Quebec’s Charter of Rights and Freedoms allows the Commission to have carriage of the case. Should it decide not to pursue the claim, the individual may continue the case on his or her initiative.
The statute of the Yukon is a hybrid, incorporating elements of both systems. The user files the complaint and the Human Rights Commission then investigates the merits of the action. The Commission may advocate the position of either adverse party at the hearing before the panel, which is a novel and sensible approach.
The law of the North West Territories permits the complainant to commence the complaint or the Commission, in which latter case it is a party. The Commission may also advise the panel in which event it is also a party.
Group Action
The legislations of B.C., Canada, North West Territories and Nunavut allow for a group action to be commenced. This is a very valuable tool which dramatically adds to the impact of the claim and negotiating clout. It is odd that other jurisdictions have not allowed for this process, as quite often a systemic rule or practice implemented by an employer may have consequences for many people.
The potential power in the use of this process is reflected in a recent B.C. decision in which fifty-five complainants each recovered $10,000 for compensatory damages for injured dignity and self-respect. The case was based on unfair treatment due to race. In addition a lost income claim was awarded of up to 3 months at $1,000 a month to each person. 2
Power to Proceed
In systems which do not allow for a direct user access process, the Commission retains the power to determine if a particular case should proceed to hearing. The specific legislative provisions vary, but the substance is similar. Generally speaking, if the Commission feels that the case is without merit, or the complainant has remedies in other forums such as a union grievance, the Commission can order the case to be dismissed and no hearing will be held.

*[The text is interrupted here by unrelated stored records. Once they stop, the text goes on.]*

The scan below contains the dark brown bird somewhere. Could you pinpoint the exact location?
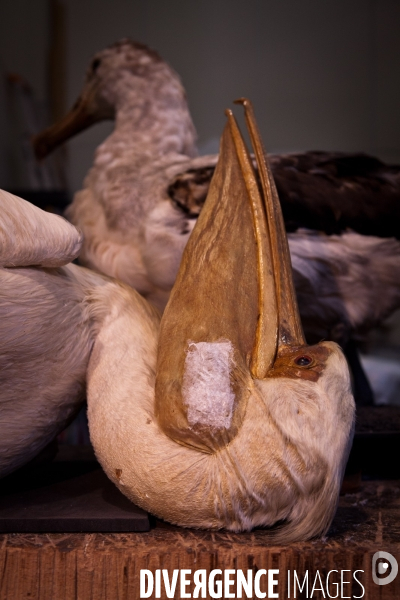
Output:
[34,40,400,404]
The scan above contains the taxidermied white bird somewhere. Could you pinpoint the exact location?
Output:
[0,101,354,542]
[35,40,400,318]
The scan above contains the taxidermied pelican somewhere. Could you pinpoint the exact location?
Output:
[34,40,400,312]
[2,101,354,542]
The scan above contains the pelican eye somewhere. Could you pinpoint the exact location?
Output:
[294,354,313,367]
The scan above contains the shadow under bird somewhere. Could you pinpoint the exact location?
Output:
[34,40,400,403]
[0,100,354,542]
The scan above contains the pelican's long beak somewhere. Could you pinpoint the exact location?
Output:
[156,100,305,452]
[32,82,114,160]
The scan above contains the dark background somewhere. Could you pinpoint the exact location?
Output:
[0,0,400,192]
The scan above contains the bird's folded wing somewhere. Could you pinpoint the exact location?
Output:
[0,190,83,267]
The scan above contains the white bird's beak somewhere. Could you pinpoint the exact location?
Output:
[156,100,329,452]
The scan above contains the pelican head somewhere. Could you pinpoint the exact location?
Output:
[88,100,354,542]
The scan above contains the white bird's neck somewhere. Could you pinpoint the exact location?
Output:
[103,73,197,160]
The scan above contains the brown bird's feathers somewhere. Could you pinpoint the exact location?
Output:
[168,151,400,238]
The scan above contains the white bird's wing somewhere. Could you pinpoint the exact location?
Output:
[0,190,83,267]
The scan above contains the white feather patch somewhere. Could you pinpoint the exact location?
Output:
[182,340,235,429]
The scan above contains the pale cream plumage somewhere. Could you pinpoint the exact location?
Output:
[0,105,354,541]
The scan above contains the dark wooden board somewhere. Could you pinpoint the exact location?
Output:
[0,462,150,533]
[0,481,400,600]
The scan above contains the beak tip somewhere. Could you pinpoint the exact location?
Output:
[233,97,250,108]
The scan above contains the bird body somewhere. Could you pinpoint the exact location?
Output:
[35,40,400,342]
[288,230,400,346]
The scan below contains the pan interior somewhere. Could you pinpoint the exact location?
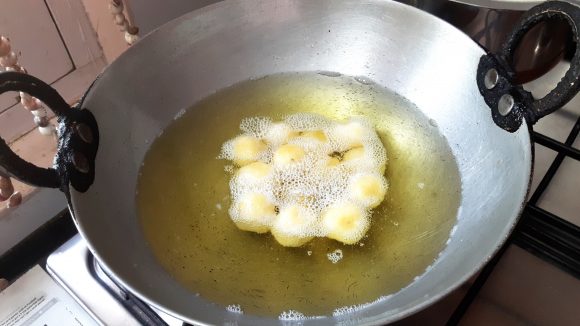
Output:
[136,72,461,317]
[70,0,531,326]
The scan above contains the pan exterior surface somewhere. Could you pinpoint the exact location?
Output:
[71,0,532,325]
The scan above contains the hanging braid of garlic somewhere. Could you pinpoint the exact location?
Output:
[0,36,62,208]
[109,0,139,45]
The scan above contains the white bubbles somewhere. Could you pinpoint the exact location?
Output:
[220,113,387,247]
[326,249,343,264]
[226,304,244,315]
[278,310,306,321]
[332,295,392,317]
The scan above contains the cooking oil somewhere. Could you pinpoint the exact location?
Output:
[136,72,461,316]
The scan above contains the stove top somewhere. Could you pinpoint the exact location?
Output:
[46,234,183,326]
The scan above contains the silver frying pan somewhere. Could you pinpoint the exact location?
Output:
[0,0,580,325]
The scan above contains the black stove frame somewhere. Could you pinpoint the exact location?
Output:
[447,117,580,325]
[0,117,580,325]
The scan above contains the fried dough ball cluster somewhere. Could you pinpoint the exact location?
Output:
[220,113,388,247]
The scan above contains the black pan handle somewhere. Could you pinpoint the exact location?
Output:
[0,72,99,194]
[477,1,580,132]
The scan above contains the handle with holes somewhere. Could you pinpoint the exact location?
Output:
[477,1,580,132]
[0,72,99,194]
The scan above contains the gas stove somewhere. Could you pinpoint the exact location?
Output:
[0,3,580,325]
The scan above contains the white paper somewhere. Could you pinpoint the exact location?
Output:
[0,265,98,326]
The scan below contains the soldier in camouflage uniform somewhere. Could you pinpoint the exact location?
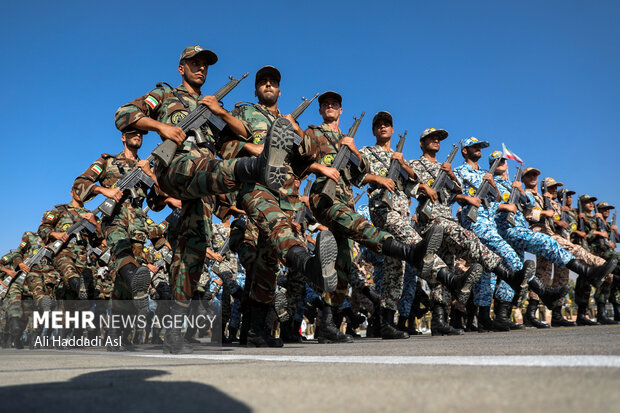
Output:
[523,174,605,328]
[579,195,620,324]
[3,231,60,348]
[306,95,445,342]
[412,128,531,331]
[115,46,302,353]
[361,117,480,338]
[222,66,336,347]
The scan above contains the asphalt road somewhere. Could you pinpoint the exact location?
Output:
[0,326,620,413]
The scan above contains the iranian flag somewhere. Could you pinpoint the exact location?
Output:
[502,142,523,164]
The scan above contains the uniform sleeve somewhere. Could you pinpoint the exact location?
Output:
[37,208,60,244]
[72,157,106,202]
[114,87,165,131]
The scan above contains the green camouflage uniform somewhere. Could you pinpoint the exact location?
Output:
[115,85,240,302]
[221,104,316,303]
[306,123,392,307]
[38,204,101,299]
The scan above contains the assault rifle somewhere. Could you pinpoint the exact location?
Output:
[47,218,96,255]
[259,93,319,145]
[466,158,502,222]
[293,177,312,224]
[381,131,409,208]
[609,212,618,244]
[0,247,54,300]
[560,189,570,238]
[577,200,588,248]
[540,180,553,231]
[149,73,248,166]
[420,139,462,219]
[506,164,523,227]
[594,205,610,247]
[321,112,366,201]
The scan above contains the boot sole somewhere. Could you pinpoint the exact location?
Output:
[262,118,295,191]
[131,266,151,312]
[421,225,443,279]
[456,264,482,304]
[314,231,338,293]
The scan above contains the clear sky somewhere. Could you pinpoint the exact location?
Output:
[0,1,620,254]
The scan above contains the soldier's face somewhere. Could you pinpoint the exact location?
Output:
[179,55,209,87]
[319,98,342,122]
[420,135,441,153]
[254,76,281,106]
[121,132,142,150]
[521,174,538,188]
[372,122,394,141]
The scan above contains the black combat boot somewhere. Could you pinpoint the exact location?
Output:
[478,306,510,331]
[118,263,151,315]
[524,299,551,328]
[381,307,409,340]
[551,305,577,327]
[314,304,353,344]
[596,303,620,324]
[9,317,24,350]
[381,225,443,274]
[437,264,482,304]
[235,118,295,191]
[577,305,601,326]
[450,307,465,331]
[286,231,338,293]
[527,277,570,308]
[247,301,284,347]
[566,257,618,288]
[164,302,194,354]
[494,298,525,330]
[431,304,464,336]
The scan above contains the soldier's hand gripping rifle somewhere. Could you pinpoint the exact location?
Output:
[0,247,53,300]
[540,180,553,231]
[506,164,523,227]
[466,158,502,222]
[594,205,611,247]
[258,93,319,145]
[151,73,248,166]
[420,139,462,219]
[321,112,366,202]
[381,131,409,208]
[577,200,588,248]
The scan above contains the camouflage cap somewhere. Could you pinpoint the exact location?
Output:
[372,110,394,128]
[179,45,217,65]
[521,166,540,176]
[489,151,506,165]
[543,178,564,188]
[461,136,491,148]
[254,66,282,86]
[579,194,598,204]
[319,90,342,106]
[596,201,616,211]
[420,128,448,141]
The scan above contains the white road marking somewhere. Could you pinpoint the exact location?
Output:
[122,353,620,368]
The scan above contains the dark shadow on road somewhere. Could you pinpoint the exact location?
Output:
[0,369,252,413]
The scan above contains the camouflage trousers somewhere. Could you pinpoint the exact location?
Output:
[370,206,436,310]
[463,219,523,307]
[237,185,308,303]
[170,198,212,302]
[310,194,392,307]
[530,234,605,305]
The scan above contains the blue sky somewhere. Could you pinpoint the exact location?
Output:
[0,1,620,254]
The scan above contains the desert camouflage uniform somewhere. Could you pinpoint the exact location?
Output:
[115,85,240,303]
[526,188,605,304]
[306,123,392,307]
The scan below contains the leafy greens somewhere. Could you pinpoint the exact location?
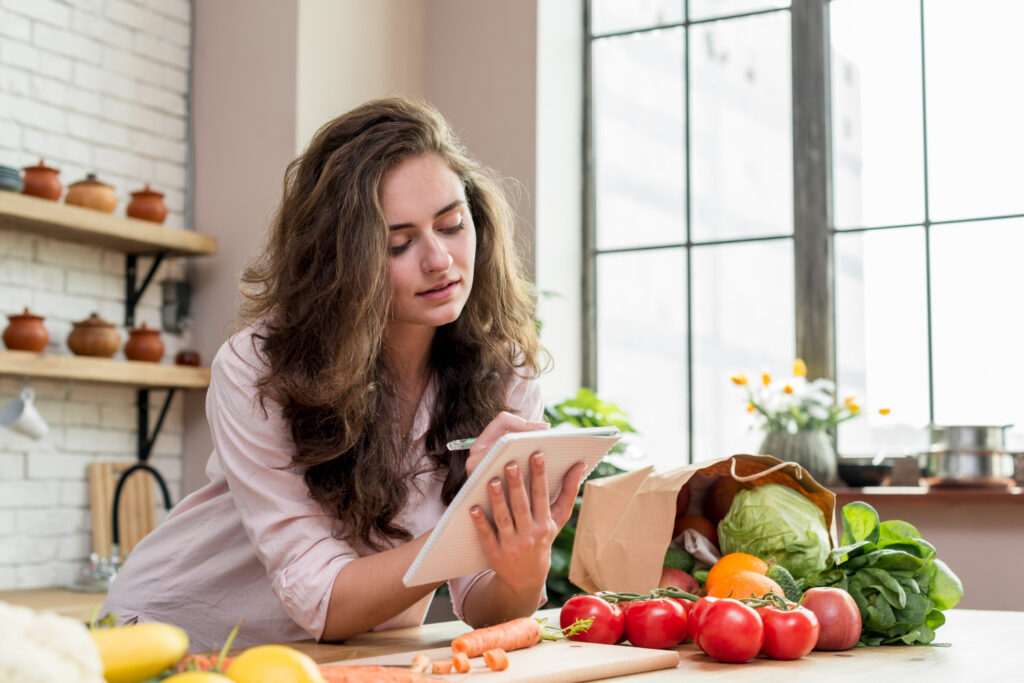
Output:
[804,501,964,645]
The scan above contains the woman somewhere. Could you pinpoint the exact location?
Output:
[104,98,583,651]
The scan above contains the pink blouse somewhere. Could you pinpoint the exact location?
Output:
[103,330,544,651]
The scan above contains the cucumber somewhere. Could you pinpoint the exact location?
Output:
[693,568,708,586]
[768,563,803,602]
[662,548,694,573]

Some statutes state that if the Commission feels a reasonable offer from the employer is presented, and the complainant will not accept it, the Commission has the power to refuse to submit the case to hearing and dismiss the matter. This is the law in Alberta, Saskatchewan, Manitoba, Yukon and P.E.I.
Quebec’s Charter allows for the individual to continue the case where the Commission elects not to proceed. The law of N.W.T. allows for the employee to appeal the decision of the Commission to dismiss the case, as does that of New Brunswick.
Although the right of the review of such a decision of the Commission to dismiss the case is not specifically set out in other statutes, there can be doubt that this is a statutory decision entitling the employee to seek a review of such decision in a higher court.
Effectively, this means that the Commission is the gatekeeper, controlling the process by which cases proceed to hearing. The direct user access systems, as noted below, allow for pre-hearing motions by which the employer may argue, in similar terms, that the case is without merit and should be dismissed without a full hearing.
Ironically, in what has now become a leading case on the accommodation required to be given on account of “family status”, the federal Human Rights Commission found the case without merit and dismissed it before a hearing was held. The employee reviewed that decision and was able to set it aside. It was in this manner that new law was created.